Un épisode de froid marqué
Ces dernières semaines, un épisode de froid notable s’est installé en région parisienne comme sur l’ensemble du territoire. Face aux prévisions météorologiques, la préfecture a déclenché le plan grand froid, un dispositif destiné à ouvrir des places supplémentaires d’hébergement d’urgence pour les personnes sans-abri lors de vagues de froid persistantes.
Les températures ont chuté jusqu’à –2 °C en région parisienne, avec des ressentis parfois plus bas. À ce froid glacial se sont ajoutés la neige et le verglas, particulièrement présents tout au long de la semaine dernière : jusqu’à six centimètres de neige ont été observés localement. Ces conditions hivernales, bien que rares, frappent toujours de plein fouet les personnes vivant à la rue.
Des statistiques en hausse
Depuis la première édition de la Nuit de la Solidarité en 2018, qui vise à recenser les personnes sans domicile, les chiffres témoignent d’une aggravation continue de la situation.
À Paris, le nombre de sans-abri recensés est passé de 2 829 en 2021 à 3 507 en 2025, soit une hausse de 23,97 % en trois ans selon les données municipales. La situation est tout aussi alarmante lorsqu’on considère les familles : en 2024, 1 405 familles dormaient à la rue en Île-de-France, d’après UNICEF et la Fédération des acteurs de la solidarité.
Les limites du plan grand froid
Le plan grand froid a été levé le vendredi 9 janvier par la préfecture régionale, les conditions n’étant plus jugées « réunies » pour maintenir le dispositif. Les personnes sans-abri se retrouvent ainsi dans les mêmes conditions qu’avant sa mise en place.

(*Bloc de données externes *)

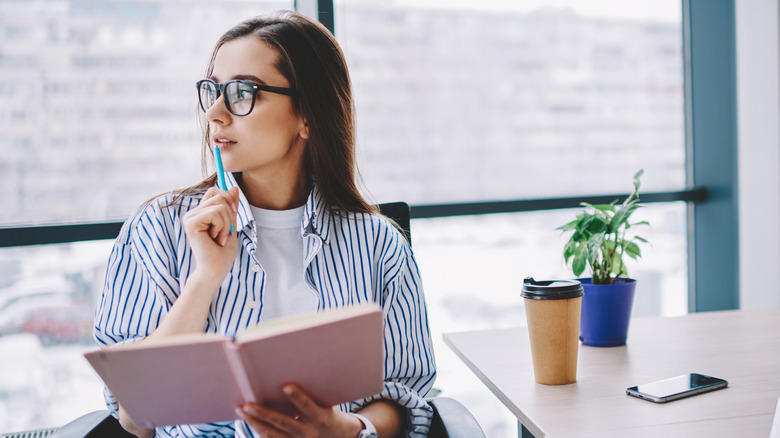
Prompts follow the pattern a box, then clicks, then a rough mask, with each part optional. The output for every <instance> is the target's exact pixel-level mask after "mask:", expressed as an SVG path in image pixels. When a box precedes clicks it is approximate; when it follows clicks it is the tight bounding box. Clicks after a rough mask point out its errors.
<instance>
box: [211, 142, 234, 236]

Cette levée illustre le caractère profondément temporaire d’une réponse apportée à une problématique sociale permanente. L’accompagnement des personnes concernées pour le reste de l’hiver, voire de l’année, demeure largement incertain.

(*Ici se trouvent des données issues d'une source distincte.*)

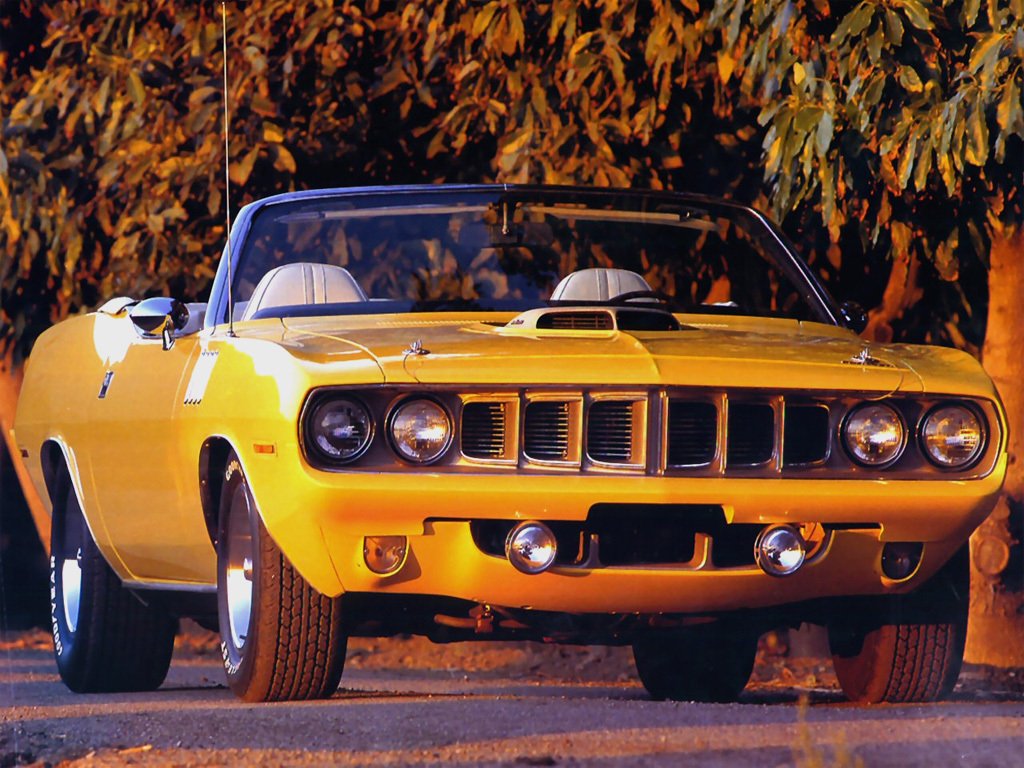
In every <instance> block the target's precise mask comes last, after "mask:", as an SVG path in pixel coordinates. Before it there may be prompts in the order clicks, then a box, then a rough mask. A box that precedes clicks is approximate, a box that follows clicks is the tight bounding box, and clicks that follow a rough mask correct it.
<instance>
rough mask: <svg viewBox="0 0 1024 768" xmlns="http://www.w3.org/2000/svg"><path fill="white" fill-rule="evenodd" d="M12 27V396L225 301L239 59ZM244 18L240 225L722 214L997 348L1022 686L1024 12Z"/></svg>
mask: <svg viewBox="0 0 1024 768" xmlns="http://www.w3.org/2000/svg"><path fill="white" fill-rule="evenodd" d="M0 10H2V12H0V34H2V36H3V37H2V46H0V82H2V84H3V85H2V90H0V370H2V369H3V368H4V365H3V361H4V360H6V359H7V355H8V354H10V355H12V357H13V364H14V366H15V370H16V366H17V364H18V361H19V360H20V359H22V358H23V357H24V356H25V355H26V354H27V353H28V351H29V350H30V349H31V345H32V342H33V341H34V340H35V338H36V337H37V336H38V334H39V333H41V332H42V331H43V330H44V329H45V328H47V327H48V326H49V325H50V324H52V323H53V322H55V321H58V319H60V318H62V317H65V316H67V315H68V314H70V313H74V312H79V311H83V310H85V309H88V308H91V307H93V306H95V305H97V304H98V303H99V302H101V301H102V300H104V299H106V298H110V297H112V296H115V295H131V296H135V297H141V296H144V295H150V294H170V295H174V296H177V297H179V298H183V299H200V300H202V299H203V298H204V296H205V293H206V292H207V291H208V289H209V286H210V282H211V279H212V275H213V269H214V265H215V262H216V258H217V255H218V254H219V251H220V249H221V248H222V247H223V243H224V237H225V232H224V215H223V211H224V207H225V191H227V189H226V188H225V182H224V171H223V168H224V143H223V131H222V126H221V103H222V101H221V98H222V85H221V73H222V66H223V58H222V55H221V48H220V13H219V10H220V5H219V3H217V2H213V1H212V0H204V2H201V3H196V2H193V1H191V0H187V1H186V0H0ZM227 10H228V16H229V22H228V31H227V43H228V65H229V68H230V73H231V78H230V85H229V88H228V96H229V102H230V104H231V119H230V130H229V133H230V137H231V152H230V166H229V176H230V199H231V201H232V206H233V207H237V206H238V204H239V203H244V202H246V201H249V200H253V199H255V198H258V197H262V196H264V195H267V194H270V193H276V191H283V190H286V189H293V188H300V187H312V186H332V185H334V186H343V185H352V184H377V183H400V182H432V181H441V180H445V181H490V180H497V181H539V182H540V181H543V182H551V183H569V182H588V183H596V184H612V185H623V186H627V185H634V186H651V187H668V188H681V189H688V190H692V191H699V193H711V194H716V195H725V196H728V197H731V198H734V199H737V200H739V201H741V202H748V203H753V204H755V205H758V206H762V207H766V208H769V209H770V210H771V211H772V212H773V213H774V215H775V217H776V218H777V219H779V220H780V221H781V223H782V226H783V228H784V229H785V231H786V232H787V233H788V234H790V236H791V238H793V239H794V240H796V241H797V242H798V244H799V245H800V246H801V248H802V250H803V252H804V254H805V255H806V256H807V257H808V259H809V261H810V262H811V264H812V266H813V268H814V269H816V270H817V271H818V273H819V274H820V275H821V276H822V279H823V280H824V282H825V284H826V285H827V286H828V287H829V288H830V289H831V291H833V293H834V294H836V295H837V296H838V297H840V298H842V299H854V300H857V301H860V302H861V303H862V304H864V305H865V306H866V307H868V308H869V315H870V325H869V326H868V329H867V331H866V332H865V336H867V337H868V338H873V339H878V340H883V341H888V340H898V341H922V342H939V343H947V344H955V345H957V346H961V347H964V348H967V349H969V350H970V351H972V352H974V353H976V354H980V353H981V352H982V344H983V343H984V364H985V366H986V368H987V370H988V371H989V373H990V374H991V375H992V377H993V379H994V380H995V382H996V384H997V385H998V387H999V389H1000V393H1001V396H1002V400H1004V402H1005V403H1006V407H1007V412H1008V415H1009V418H1010V421H1011V424H1012V425H1013V426H1014V428H1015V429H1014V430H1013V431H1012V432H1011V436H1010V442H1009V450H1010V461H1011V467H1010V473H1009V476H1008V482H1007V486H1006V494H1005V496H1004V499H1002V500H1001V501H1000V504H999V506H998V507H997V508H996V511H995V513H993V515H992V517H991V518H990V520H989V521H987V522H986V523H985V525H984V526H983V528H982V529H981V531H980V532H979V534H977V535H976V536H975V538H974V543H973V544H972V553H973V555H974V563H975V566H976V568H975V578H974V581H973V582H972V600H973V603H972V606H973V607H972V627H981V628H982V630H981V631H980V633H978V634H979V636H983V637H985V638H986V641H985V644H986V645H987V650H986V652H985V653H983V654H980V655H979V654H978V653H976V652H975V651H972V653H975V656H976V657H977V658H984V659H985V660H990V662H992V663H995V664H1002V665H1007V664H1013V665H1016V666H1018V667H1024V644H1022V643H1020V637H1021V635H1022V634H1024V565H1022V563H1024V547H1022V541H1024V462H1019V461H1017V457H1018V456H1019V455H1020V454H1021V452H1024V444H1022V443H1021V439H1022V438H1021V437H1019V436H1018V434H1017V433H1018V432H1020V431H1021V430H1018V429H1016V427H1017V425H1019V424H1020V423H1022V422H1024V388H1022V387H1021V385H1020V382H1021V380H1022V379H1024V361H1022V357H1021V355H1020V349H1021V348H1024V324H1022V322H1021V314H1020V307H1021V306H1022V305H1024V259H1022V258H1021V256H1022V255H1024V227H1022V222H1024V200H1022V186H1024V148H1022V147H1024V141H1022V138H1024V105H1022V95H1021V94H1022V93H1024V0H407V1H404V2H396V1H393V0H392V1H391V2H384V0H366V1H365V2H352V1H350V0H253V1H252V2H246V3H241V2H229V3H227ZM989 299H990V300H989ZM4 381H6V379H5V378H4V377H0V384H3V382H4ZM8 389H10V387H8ZM14 389H16V385H15V387H14ZM3 390H4V387H3V386H0V395H2V394H3ZM8 401H9V402H10V403H11V404H10V407H8V406H7V402H8ZM11 410H12V399H11V398H10V397H7V398H6V399H5V398H4V397H0V421H2V420H3V417H4V416H5V415H7V416H9V413H8V412H9V411H11ZM983 614H984V615H987V616H989V617H990V618H991V620H992V622H989V623H988V624H985V623H984V622H980V621H979V616H981V615H983ZM973 631H974V630H973ZM1000 654H1001V655H1000Z"/></svg>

Par ailleurs, l’accès à l’hébergement d’urgence reste difficile tout au long de l’année : les demandes excèdent largement les capacités disponibles. En août 2025, près de 1 760 demandes d’hébergement n’ont ainsi pas pu être satisfaites en Île-de-France.
Cette situation touche de plus en plus les familles : en 2024, on observe une hausse de 8 % par rapport à 2023 des demandes non pourvues concernant des enfants de moins de trois ans. Cette évolution s’inscrit dans un contexte de réduction budgétaire : le budget consacré à l’hébergement d’urgence est passé de 1,4 milliard d’euros en 2023 à 1,3 milliard en 2024.
En France, cette même année, 855 personnes sont mortes dans la rue, dont 31 enfants.